My predictions about having decent starting models and datasets within 3-6 months seem to really be taking shape. Other places like Allen Institute for AI are going to play in this space (e.g with their RL4LMs library), but leave the training to others. The timeline for truly useful datasets seems more uncertain. Plenty of organizations want to release them, but the specifics of licenses and contents are to be determined. Ultimately, a lot of challenges come when releasing incremental progress because you get overloaded with community interest.
Finally, a race with kickstarting training and products is leaving behind interesting research questions (like Jan Leike sharing on Twitter). One of my deeper to-do's for the year is to figure out how to engage academics in the problem area of RLHF and ChatBots. Ultimately, we need the deep thinking and unbiased assessments that they would bring to the space. The entry point I see is studying one specific module of the system (e.g. reward model changes to the preference ranking system) within compute-tractable ranges. The missing component is a deep understanding of which scaling laws translate.

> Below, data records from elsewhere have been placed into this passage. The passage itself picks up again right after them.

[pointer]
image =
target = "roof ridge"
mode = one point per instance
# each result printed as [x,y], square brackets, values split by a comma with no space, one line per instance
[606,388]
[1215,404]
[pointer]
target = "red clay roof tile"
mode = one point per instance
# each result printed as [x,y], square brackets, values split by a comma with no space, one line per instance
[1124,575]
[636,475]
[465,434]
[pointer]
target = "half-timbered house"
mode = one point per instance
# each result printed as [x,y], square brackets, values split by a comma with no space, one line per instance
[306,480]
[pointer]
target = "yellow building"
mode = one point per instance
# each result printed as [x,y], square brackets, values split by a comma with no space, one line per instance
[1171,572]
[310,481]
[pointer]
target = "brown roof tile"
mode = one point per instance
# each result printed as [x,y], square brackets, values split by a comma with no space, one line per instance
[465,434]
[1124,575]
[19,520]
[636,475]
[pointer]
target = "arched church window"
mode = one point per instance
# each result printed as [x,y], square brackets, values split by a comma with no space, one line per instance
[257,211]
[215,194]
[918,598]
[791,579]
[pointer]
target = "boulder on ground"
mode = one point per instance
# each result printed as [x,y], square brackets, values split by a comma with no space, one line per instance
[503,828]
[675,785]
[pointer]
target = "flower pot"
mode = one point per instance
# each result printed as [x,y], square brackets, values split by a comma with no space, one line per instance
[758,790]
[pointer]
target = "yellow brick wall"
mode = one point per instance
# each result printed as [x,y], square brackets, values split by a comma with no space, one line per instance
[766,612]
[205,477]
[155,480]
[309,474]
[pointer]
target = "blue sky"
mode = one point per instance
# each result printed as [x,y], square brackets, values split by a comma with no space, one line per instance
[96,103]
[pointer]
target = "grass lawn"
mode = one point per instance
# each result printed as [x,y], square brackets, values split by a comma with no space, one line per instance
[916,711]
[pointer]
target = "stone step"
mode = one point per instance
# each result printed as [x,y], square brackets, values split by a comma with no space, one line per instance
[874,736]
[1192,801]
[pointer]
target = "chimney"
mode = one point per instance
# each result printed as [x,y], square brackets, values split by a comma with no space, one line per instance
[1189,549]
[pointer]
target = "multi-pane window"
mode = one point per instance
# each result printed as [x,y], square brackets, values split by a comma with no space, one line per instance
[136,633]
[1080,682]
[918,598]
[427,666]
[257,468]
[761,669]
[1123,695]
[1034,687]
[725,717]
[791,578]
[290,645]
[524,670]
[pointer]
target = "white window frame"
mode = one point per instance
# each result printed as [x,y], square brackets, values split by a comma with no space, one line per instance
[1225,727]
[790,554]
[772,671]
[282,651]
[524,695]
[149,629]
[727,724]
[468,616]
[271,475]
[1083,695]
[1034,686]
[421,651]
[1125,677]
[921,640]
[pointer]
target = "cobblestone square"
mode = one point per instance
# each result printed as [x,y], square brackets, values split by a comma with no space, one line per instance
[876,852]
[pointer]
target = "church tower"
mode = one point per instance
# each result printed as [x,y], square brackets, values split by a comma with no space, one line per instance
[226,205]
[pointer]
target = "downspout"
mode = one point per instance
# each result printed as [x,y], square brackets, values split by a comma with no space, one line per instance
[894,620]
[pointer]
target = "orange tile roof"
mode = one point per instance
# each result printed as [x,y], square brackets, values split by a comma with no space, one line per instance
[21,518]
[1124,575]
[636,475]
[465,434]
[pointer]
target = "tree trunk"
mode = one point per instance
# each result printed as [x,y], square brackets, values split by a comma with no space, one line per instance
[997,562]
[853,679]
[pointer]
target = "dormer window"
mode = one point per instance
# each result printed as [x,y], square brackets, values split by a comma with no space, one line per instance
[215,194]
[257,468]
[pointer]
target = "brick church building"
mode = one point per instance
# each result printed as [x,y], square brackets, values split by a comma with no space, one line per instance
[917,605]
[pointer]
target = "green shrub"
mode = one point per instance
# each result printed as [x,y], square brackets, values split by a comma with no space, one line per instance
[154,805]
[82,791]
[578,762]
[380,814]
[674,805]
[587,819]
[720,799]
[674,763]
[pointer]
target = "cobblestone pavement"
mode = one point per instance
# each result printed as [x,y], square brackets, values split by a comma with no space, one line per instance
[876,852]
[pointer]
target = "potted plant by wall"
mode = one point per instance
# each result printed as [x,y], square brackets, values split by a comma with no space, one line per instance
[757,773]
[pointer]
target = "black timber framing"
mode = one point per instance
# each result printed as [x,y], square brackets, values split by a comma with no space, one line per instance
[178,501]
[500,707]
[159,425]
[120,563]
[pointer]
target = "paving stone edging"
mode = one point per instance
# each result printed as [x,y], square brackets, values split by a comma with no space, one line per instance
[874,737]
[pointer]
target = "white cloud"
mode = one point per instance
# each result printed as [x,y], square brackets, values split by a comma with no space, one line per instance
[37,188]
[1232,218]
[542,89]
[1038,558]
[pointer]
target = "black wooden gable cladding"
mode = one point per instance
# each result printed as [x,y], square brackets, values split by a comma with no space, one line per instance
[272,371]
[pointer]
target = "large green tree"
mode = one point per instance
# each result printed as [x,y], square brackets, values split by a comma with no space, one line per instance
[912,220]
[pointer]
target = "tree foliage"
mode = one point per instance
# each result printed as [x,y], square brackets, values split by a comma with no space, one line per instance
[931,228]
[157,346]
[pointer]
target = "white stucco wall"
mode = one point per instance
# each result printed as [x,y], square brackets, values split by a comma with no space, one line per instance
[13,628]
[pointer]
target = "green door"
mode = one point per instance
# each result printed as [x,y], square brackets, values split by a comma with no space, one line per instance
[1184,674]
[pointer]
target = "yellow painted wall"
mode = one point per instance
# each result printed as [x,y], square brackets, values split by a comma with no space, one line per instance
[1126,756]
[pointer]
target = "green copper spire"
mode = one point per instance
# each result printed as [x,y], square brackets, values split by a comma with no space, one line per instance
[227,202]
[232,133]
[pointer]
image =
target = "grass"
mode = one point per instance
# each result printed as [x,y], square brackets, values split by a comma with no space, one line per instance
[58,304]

The open organization closest to releasing models right now, OpenAssistant actually has a team for safety engineering and all that, but I expect them to get criticized for releasing the model regardless. To address the challenges of these super-powerful models being in the open, we should need more powerful communications around gating techniques.
Sharing progress in the open has such a huge potential to reduce the hype and misinformation in the AI space while bringing in broad stakeholders (e.g. governments).

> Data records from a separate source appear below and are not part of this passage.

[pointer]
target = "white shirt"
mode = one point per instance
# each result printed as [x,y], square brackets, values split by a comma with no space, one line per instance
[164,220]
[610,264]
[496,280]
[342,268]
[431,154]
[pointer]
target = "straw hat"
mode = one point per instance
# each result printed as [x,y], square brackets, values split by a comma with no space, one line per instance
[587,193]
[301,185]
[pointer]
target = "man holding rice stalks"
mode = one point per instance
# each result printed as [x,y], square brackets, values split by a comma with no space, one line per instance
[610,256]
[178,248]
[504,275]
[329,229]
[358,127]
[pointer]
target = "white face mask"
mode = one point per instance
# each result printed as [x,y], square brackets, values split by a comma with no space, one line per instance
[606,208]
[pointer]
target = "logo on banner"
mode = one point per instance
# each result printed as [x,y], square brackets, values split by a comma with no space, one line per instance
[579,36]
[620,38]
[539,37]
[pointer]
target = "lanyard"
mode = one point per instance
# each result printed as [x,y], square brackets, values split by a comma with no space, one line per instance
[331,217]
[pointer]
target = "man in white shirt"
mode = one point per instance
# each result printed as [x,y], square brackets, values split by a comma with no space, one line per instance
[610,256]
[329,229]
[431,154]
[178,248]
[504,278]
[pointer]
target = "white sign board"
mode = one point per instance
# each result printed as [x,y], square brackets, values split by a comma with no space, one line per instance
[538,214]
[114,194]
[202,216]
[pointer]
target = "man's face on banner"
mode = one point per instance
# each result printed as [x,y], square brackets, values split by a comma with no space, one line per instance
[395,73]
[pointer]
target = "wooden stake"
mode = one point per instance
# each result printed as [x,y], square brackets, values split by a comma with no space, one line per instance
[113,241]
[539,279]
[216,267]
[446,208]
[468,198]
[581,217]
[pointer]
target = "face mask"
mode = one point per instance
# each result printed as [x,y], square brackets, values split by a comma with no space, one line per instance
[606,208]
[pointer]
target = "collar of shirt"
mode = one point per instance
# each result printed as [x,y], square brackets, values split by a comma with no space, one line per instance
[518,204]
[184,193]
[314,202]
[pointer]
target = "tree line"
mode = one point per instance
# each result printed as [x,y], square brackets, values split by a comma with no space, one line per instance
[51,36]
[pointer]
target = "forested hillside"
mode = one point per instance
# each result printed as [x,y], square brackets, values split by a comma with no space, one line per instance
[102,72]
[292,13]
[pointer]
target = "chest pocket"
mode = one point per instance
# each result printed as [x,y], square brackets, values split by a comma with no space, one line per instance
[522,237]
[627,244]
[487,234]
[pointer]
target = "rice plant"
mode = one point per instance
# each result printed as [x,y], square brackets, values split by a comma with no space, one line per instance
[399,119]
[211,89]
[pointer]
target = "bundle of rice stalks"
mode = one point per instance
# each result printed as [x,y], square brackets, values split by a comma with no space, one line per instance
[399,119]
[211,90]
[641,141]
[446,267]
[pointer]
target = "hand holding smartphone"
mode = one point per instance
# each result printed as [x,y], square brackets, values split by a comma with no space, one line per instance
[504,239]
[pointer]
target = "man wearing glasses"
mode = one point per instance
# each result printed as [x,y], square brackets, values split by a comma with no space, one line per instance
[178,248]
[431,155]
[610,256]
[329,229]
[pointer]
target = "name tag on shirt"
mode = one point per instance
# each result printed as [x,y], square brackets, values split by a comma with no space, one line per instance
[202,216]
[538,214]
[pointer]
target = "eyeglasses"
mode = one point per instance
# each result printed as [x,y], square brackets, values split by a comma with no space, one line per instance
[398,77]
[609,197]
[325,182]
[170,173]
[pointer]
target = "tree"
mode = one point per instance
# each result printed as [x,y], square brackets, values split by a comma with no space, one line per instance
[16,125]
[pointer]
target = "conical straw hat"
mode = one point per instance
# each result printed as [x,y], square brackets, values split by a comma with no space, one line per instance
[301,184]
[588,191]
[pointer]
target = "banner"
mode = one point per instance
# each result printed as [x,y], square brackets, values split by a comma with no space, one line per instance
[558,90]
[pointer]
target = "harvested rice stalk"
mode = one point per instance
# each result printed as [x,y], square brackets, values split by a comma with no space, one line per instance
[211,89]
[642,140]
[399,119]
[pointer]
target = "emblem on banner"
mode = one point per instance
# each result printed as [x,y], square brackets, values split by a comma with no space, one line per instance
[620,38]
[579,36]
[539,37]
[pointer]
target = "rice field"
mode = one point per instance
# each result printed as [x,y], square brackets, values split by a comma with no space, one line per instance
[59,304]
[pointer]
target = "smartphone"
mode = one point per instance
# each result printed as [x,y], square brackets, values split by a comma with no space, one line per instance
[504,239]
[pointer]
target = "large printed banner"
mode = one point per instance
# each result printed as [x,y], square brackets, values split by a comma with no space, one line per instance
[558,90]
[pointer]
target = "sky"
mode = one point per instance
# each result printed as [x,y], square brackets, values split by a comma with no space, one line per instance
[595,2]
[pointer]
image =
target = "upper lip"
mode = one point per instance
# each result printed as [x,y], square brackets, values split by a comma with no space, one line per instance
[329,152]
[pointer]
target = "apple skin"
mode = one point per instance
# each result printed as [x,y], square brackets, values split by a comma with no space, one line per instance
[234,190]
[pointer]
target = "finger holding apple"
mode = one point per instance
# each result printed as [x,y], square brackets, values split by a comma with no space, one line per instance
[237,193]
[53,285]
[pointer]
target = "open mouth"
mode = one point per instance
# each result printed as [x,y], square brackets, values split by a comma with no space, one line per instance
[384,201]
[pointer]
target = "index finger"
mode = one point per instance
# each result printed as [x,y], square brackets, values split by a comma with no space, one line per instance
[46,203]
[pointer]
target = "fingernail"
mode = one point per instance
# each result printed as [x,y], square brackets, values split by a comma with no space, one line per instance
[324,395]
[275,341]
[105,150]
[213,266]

As models become more important to a functioning society, effective access and information sharing between the open and closed alternatives should converge. The information would be shared with different processes (e.g. papers vs. audits), but ultimately it should be a trade-off between slightly more information and more access vs. a closed model with maybe more performance. The power dynamics pushing these release strategies in other directions, to the extremes, are communication, policy, and strategy failures. The AI community needs to fix this rift pronto (as I discussed with the term “AI alignment”).

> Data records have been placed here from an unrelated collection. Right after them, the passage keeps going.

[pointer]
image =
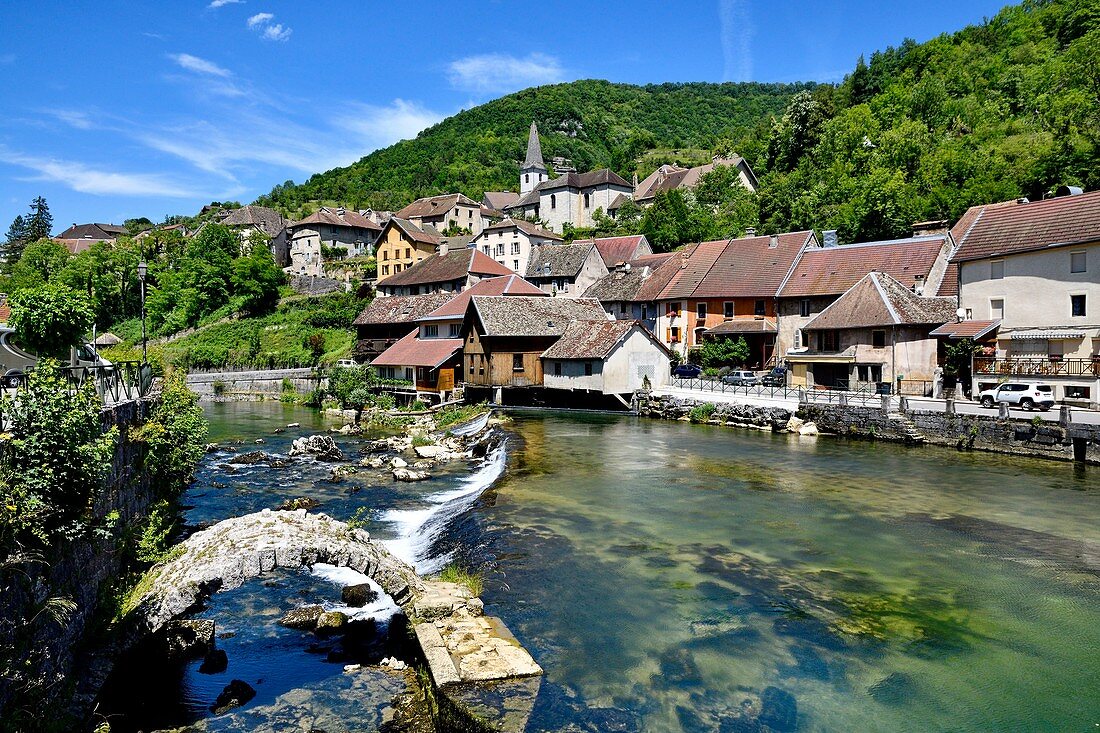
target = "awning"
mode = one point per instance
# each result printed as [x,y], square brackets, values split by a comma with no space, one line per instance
[743,326]
[967,329]
[1047,334]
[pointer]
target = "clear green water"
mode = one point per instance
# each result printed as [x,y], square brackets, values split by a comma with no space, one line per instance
[666,575]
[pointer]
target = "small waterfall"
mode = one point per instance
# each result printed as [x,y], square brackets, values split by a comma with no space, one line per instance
[417,528]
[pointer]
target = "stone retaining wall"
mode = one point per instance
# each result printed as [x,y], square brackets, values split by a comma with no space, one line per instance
[251,385]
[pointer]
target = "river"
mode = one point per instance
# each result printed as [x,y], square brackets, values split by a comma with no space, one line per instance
[673,577]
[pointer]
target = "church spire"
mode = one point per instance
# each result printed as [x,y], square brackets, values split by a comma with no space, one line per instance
[534,151]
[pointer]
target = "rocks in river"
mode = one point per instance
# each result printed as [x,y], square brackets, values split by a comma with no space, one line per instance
[779,710]
[320,446]
[359,595]
[331,622]
[189,637]
[215,663]
[235,695]
[298,503]
[304,617]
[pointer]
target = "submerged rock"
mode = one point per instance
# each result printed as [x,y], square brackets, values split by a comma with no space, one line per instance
[359,595]
[235,695]
[303,617]
[215,663]
[321,446]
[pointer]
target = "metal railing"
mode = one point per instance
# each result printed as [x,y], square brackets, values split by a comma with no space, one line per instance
[1036,367]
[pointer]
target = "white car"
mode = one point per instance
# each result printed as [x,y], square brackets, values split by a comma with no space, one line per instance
[1023,394]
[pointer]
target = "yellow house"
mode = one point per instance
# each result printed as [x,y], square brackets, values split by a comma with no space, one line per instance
[402,244]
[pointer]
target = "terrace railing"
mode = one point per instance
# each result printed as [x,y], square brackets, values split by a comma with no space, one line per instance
[1036,367]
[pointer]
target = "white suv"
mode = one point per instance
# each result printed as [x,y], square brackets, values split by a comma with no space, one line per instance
[1023,394]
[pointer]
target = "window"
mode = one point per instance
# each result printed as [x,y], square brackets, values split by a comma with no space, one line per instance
[828,341]
[1077,262]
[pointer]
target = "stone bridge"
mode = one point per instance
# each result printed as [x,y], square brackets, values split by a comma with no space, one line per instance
[241,548]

In some ways, the most popular models will have more societal pressure to be safe now that they're consumer-facing (not just researchers), which is almost a reasonable feedback loop. You create something powerful, you're on the hook with the media if you don't make it user-friendly. It'll be interesting to see if the more open organizations can keep up with this pressure, even when they (e.g. HuggingFace) actually care so much about harms and proper model access.
That mostly summarizes the RLHF / chatbot dance:
big companies are ahead, see the huge economic value, and will quietly set up processes to maintain that.
open source companies likely have flipped the acceleration of progress (behind by a lot, likely falling further behind now, but at a decreasing rate) and sometimes are duplicating each-others efforts.
corporate communications around safety are annoying and laden with strategic, not human, value.
Elsewhere from me
My team at 🤗 published a blog post introducing the concept of red-teaming for large language models, check it out!
From the rumor mill
Anthropic is raising more money (NYTimes),
Elon is likely to re-enter the open-source AI space this year (see his angry Tweets),
Sort of collusion agreement from all the big LM companies to not publish papers on it (Anthropic's papers are only on AI Safety it seems when you really dig into them),
Human feedback + learning on diffusion models is here, expect more of this soon (especially from Stability). It's going to work really well (feedback labeling is faster, more intuitive, and more fun than text).
People under-appreciate fine-tuning alone compared to RLHF: lots of papers are coming out (mostly academic) showing how far you can get with instruction tuning and no RL. RL is still really really hard to do.